GB: Becoming a strategy game studio as you have, what’s the biggest lesson you’ve learned about making a strategy game?
Girard: When it comes to development, A.I. is very complex. In 4X games it’s not just a few game systems you have to make work. It’s 10 or 15 game systems, and each of them has a different web in place. You must make the AI very specific, so you need different AI systems that work in cooperation. Also, when you develop a game that takes 300 turns to finish, it’s hard to quickly get to an endgame situation in any other way than just simulating what goes on. It can be time-consuming to tune a strategy game because of the sheer size of the content. Also, as opposed to other games–In an action game, a platformer, you can easily build a vertical slice of the game. It’s possible to build a prototype very early on that shows pretty clearly what the game will be. But with 4X, you must have almost all of the systems working. Your prototype is practically the alpha version of the game. Sometimes you have to wait a long time to be reassured that the choices you made are the right ones.

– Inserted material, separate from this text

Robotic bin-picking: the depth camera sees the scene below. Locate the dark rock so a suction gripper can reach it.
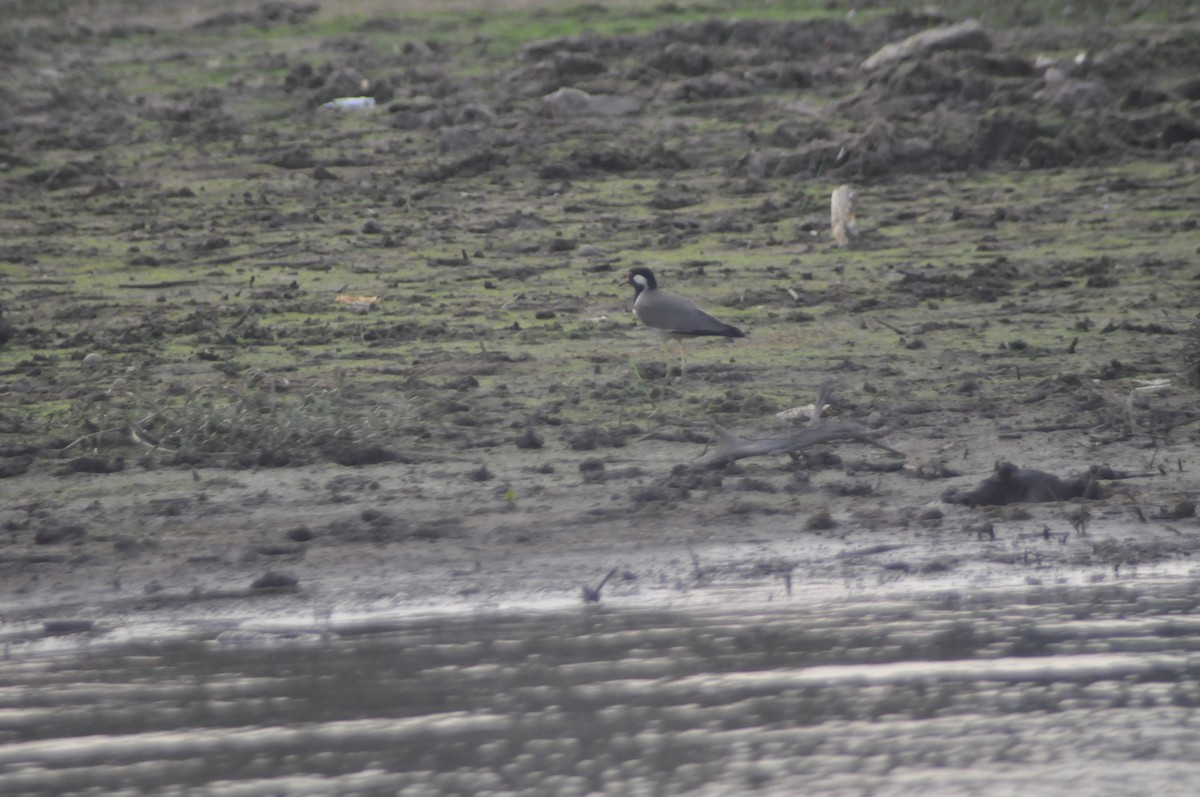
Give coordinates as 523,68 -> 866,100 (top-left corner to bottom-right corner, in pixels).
250,570 -> 300,589
516,426 -> 546,450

De Waubert: Going back to the size of the game, making such huge games—It’s difficult to have the same level of quality all along, because of the time required. Sometimes you want to show off every single game feature in the first few hours of the game, so you don’t leave enough new stuff to discover toward the end. You have to learn to keep stuff for later. That’s something we learned on Endless Legend, where we had a lot of cool stuff going on at the beginning. People were overwhelmed by all this new stuff. But then it’s the same stuff until the end of the game. We’re improving on that now with expansion packs, so we can add more stuff to the later game.
Girard: Another aspect is that strategy games are usually very systemic in terms of features. We want to also have a strong narrative component to the game. We have a great universe and we want to inject it into different parts of the game – not only the names of buildings or units, but also things like quests, events, narrative arcs, stuff like that. It’s a big challenge, because you can’t have a fixed storyline in a strategy game. We’re working on finding new ways to inject story elements into the game.
De Waubert: For me it’s not exactly the same thing. It’s just that when we started working on the game, me and Mathieu, the first thing we knew we wanted to do was to — we were looking at 4X games out there, strategy games out there, and for many of them — not all of them, but most of them – they were extremely hardcore, not very visually appealing. The universe wasn’t very deep. Most of the time they were games for programmers, people who loved Excel spreadsheets. That’s what we wanted to work on. Let’s imagine that the people who love these games aren’t just programmers or accountants. They could be all kinds of people. They’re interested in more than just numbers. That’s something we learned and proved with Legend. People are very interested in things like great music, great stories, great visuals, great characters. It’s not just about numbers. Of course, strategy is at the core of the game, and that’s where you need a community to make sure that aspect is solid and deep. But you can have more than that. If you look at the time we spent on the interface, making the game more accessible, more agreeable to control and understand — again, that’s because we wanted to make sure it wasn’t just a programmer’s game.
GB: Are you going to make an RPG now that you’ve made a roguelike?
De Waubert: We’ve gotten that question quite a few times lately. But no. We don’t have any plans for an RPG. To make a good RPG–We saw a very good one come out a few weeks ago in Pillars of Eternity. Everyone’s been playing it around the office. It can make you want to make one, but at the same time you realize how huge these games are. I’m very respectful of what they achieved there. I don’t think I’m ready to attack that kind of challenge yet. It’s very humbling.